Anthropic stated in the postmortem that 'the API and inference layer were unaffected,' and Sottiaux carefully scoped his admission to the Codex environment. Both vendors landed in the same place — the model itself and the inference infrastructure were not broken, the product layer sitting on top was.

But status.claude.com tells a slightly different story. After the April 16 GA, 'Elevated errors on Claude Opus 4.7' incidents were logged on May 4, 7, 8, and 14 inside roughly four weeks, plus a multi-model elevated error rate incident on May 15. Even if the API layer was 'unaffected' in the strict sense, from the user side the product bugs and the API incidents fused into one experience of AI model regression.

The 'Nerfed Feel' That Doesn't Go Away After the Fixes

Black circuit lines forming a head-like network on an orange background — Abstract circuit-style illustration of an AI language model

After Anthropic reverted the verbosity prompt on April 20 and OpenAI shipped the two Codex fixes on May 16, the Opus 4.7 nerf mood on X and Reddit did not dissolve. A May 12 tweet — '4.7 has been nerfed in an almost unexplainable way; GPT-5.5 feels more like the old Opus 4.6' — pulled 1,582 views. Another post complained: 'I'm waiting 40 seconds just to get a worse answer,' reaching 408 views.

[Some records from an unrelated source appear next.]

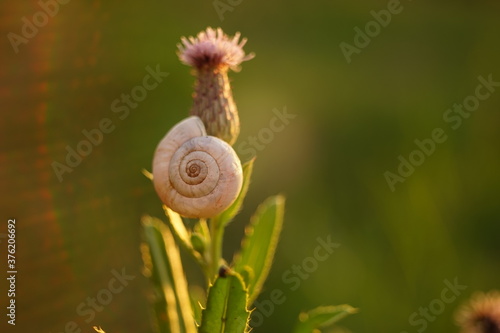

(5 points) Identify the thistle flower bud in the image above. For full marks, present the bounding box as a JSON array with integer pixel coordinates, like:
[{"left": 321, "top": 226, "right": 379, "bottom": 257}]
[{"left": 177, "top": 28, "right": 254, "bottom": 144}]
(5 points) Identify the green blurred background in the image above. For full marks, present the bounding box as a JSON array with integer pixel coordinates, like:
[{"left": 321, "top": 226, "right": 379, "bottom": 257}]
[{"left": 0, "top": 0, "right": 500, "bottom": 333}]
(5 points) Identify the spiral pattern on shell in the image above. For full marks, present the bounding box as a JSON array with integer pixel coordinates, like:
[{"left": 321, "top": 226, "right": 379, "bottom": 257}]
[{"left": 153, "top": 117, "right": 243, "bottom": 218}]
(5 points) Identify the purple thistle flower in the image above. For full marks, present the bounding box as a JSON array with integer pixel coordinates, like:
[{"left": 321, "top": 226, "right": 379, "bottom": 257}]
[
  {"left": 177, "top": 27, "right": 255, "bottom": 144},
  {"left": 177, "top": 27, "right": 255, "bottom": 71},
  {"left": 455, "top": 291, "right": 500, "bottom": 333}
]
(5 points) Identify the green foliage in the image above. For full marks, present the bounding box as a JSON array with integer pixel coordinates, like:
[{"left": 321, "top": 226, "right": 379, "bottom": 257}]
[
  {"left": 234, "top": 195, "right": 285, "bottom": 303},
  {"left": 142, "top": 216, "right": 196, "bottom": 333},
  {"left": 199, "top": 271, "right": 250, "bottom": 333},
  {"left": 214, "top": 158, "right": 255, "bottom": 227},
  {"left": 293, "top": 304, "right": 357, "bottom": 333}
]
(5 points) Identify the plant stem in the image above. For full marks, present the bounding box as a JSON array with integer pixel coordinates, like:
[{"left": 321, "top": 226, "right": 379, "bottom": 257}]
[{"left": 209, "top": 218, "right": 224, "bottom": 282}]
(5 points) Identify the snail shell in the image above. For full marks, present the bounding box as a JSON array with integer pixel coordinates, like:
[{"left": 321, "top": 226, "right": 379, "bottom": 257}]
[{"left": 153, "top": 116, "right": 243, "bottom": 218}]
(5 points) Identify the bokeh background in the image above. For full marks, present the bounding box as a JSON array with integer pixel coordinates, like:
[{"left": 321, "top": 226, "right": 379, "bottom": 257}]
[{"left": 0, "top": 0, "right": 500, "bottom": 333}]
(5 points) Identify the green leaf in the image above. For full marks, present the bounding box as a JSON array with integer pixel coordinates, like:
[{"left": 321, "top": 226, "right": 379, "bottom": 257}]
[
  {"left": 293, "top": 304, "right": 358, "bottom": 333},
  {"left": 214, "top": 158, "right": 255, "bottom": 228},
  {"left": 199, "top": 271, "right": 250, "bottom": 333},
  {"left": 234, "top": 195, "right": 285, "bottom": 304},
  {"left": 142, "top": 216, "right": 196, "bottom": 333},
  {"left": 163, "top": 205, "right": 193, "bottom": 250},
  {"left": 189, "top": 286, "right": 207, "bottom": 324}
]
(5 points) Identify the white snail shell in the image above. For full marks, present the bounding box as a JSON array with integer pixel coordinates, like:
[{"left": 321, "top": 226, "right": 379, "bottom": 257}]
[{"left": 153, "top": 116, "right": 243, "bottom": 218}]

A more concrete data point also surfaced. One researcher ran Opus 4.7 against the Cybench cybersecurity challenge set and reported the model verbatim-recalling solutions on 11 of 40 challenges — a training-data contamination pattern. Suspicion about the model itself outlasted the product-layer fixes.

The arc looks a lot like the pattern from our earlier coverage of suspected intentional performance degradation in Gemini 3.1 and GPT-5.4 one month earlier. When a company says 'the API is fine,' but the ChatGPT or Claude Code screen people actually use every day looks worse, that becomes the real performance.

The Real Verdict on an AI Model Comes a Month After Launch

Launch-day benchmarks are enough for marketing, but user trust is built in operations. Anthropic's April 23 postmortem comes closer to a best-practice template; OpenAI's 24-hour tweet admission models speed at the cost of leaving documentation blank.

What users now distrust about GPT-5.5 and Opus 4.7 isn't one model line — it's the whole operation. System prompts shipping under deadline pressure without review, cache optimizations silently changing behavior, status-page incidents coexisting with 'unaffected' claims. Whichever flagship lands next — 4.8 or GPT-5.6 — trust will again be decided not on launch day but a month after.